New BTP State Affiliates

On Saturday, May 10, 2008, the National Committee of the Boston Tea Party voted unanimously to grant charters to our three latest state affiliates.

Congratulations Pennsylvania, New Jersey & Tennessee! They join New York as affiliates of the Boston Tea Party, which now number four!

Mike Reid is President of the Pennsylvania affiliate. Alex Fitzsimmons is President of the New Jersey affiliate and Rocco Fama is President of the Tennessee affiliate. Dr. Tom Stevens remains President of the New York affiliate.

Onward & Upward!

In Liberty,

Dr. Tom Stevens
Vice-Chair
Boston Tea Party

Comments

Wes Pinchot:

Never give up! I misspoke in a previous post in saying the attempt to form a Colorado affiliate was suspended.

We only need five Colorado members to start with.

Please register on this site and post the fact that you wish to join the new Colorado affiliate.

I'm not clear on the best strategy to take from that point, but if we can raise $500 we can put our candidate on the November Colorado ballot, although without party affiliation.

Then we can all vote for him or her if we wish.

Wes Pinchot
Interim Colorado chair, Boston Tea Party

planetaryjim:

Reviewing the bylaws of the Boston Tea Party on this site, I find no requirement for five Colorado members to organize an affiliate. I find no requirement that you submit bylaws to the vice chair.

If you and Dan Kilo were to consent to the platform, and meet the other requirements stated in article 7, paragraph 1 of the bylaws http://bostontea.us/bylaws I would move to have the Colorado affiliate accepted by the party national committee.

Following which, I would make a similar motion on behalf of Texas, Kansas, Wyoming, and North Carolina. I believe a Michigan affiliate would follow in short order.

Wes Pinchot:

[I originally wrote this Sunday night. I edited this Monday afternoon]
A few hours ago, I attended the informal convention in Denver and volunteered to be interim chair of a prospective Colorado affiliate.

I've done a little research about Colorado ballot access, and it doesn't look good. Richard Winger's site, at http://www.ballot-access.org/2008/030108.html (and http://www.ballot-access.org/2008/040108.html), includes a table entitled "2008 PETITIONING FOR PRESIDENT". The Colorado row, if I understand it correctly, indicates that getting a new party on the ballot requires 1000 REGISTRATIONS by June 1.

A previous table in http://www.ballot-access.org/2008/030108.html says the LP has a total of only 6,817 in this state, and that seems to be the only feasible source of significant new BTP registrants. After the Memorial Day holiday, that leaves only four weekdays in which to jump through whatever legal hurdles to get the LP list, contact those people, talk enough of them into this, and get registration paperwork physically turned in. I'm not convinced it could be done, even with massive funding.

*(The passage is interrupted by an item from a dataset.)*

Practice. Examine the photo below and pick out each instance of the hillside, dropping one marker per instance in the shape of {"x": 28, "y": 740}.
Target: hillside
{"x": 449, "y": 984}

Or we could pay $500 by June 17 to get our candidate's name listed without party designation. I fail to see the point of that, but I'm very very very new at this party chair thing.

If anybody interprets this situation in a better light, please let me know. Until then the effort to form a Colorado affilitate is suspended. [I've changed my mind about this; see 12:38 post]

Sorry to be a wet blanket. Our informal dinner convention was exciting.

Wes Pinchot
Interim Colorado chair, Boston Tea Party
-- Anybody who thinks they can do better is welcome to it! :-)

southernpatriot:

I vote for (if we have $500) paying to get ballot-listed as an Independent, every ballot that we get our candidate listed on is one more ballot that gives voters another choice.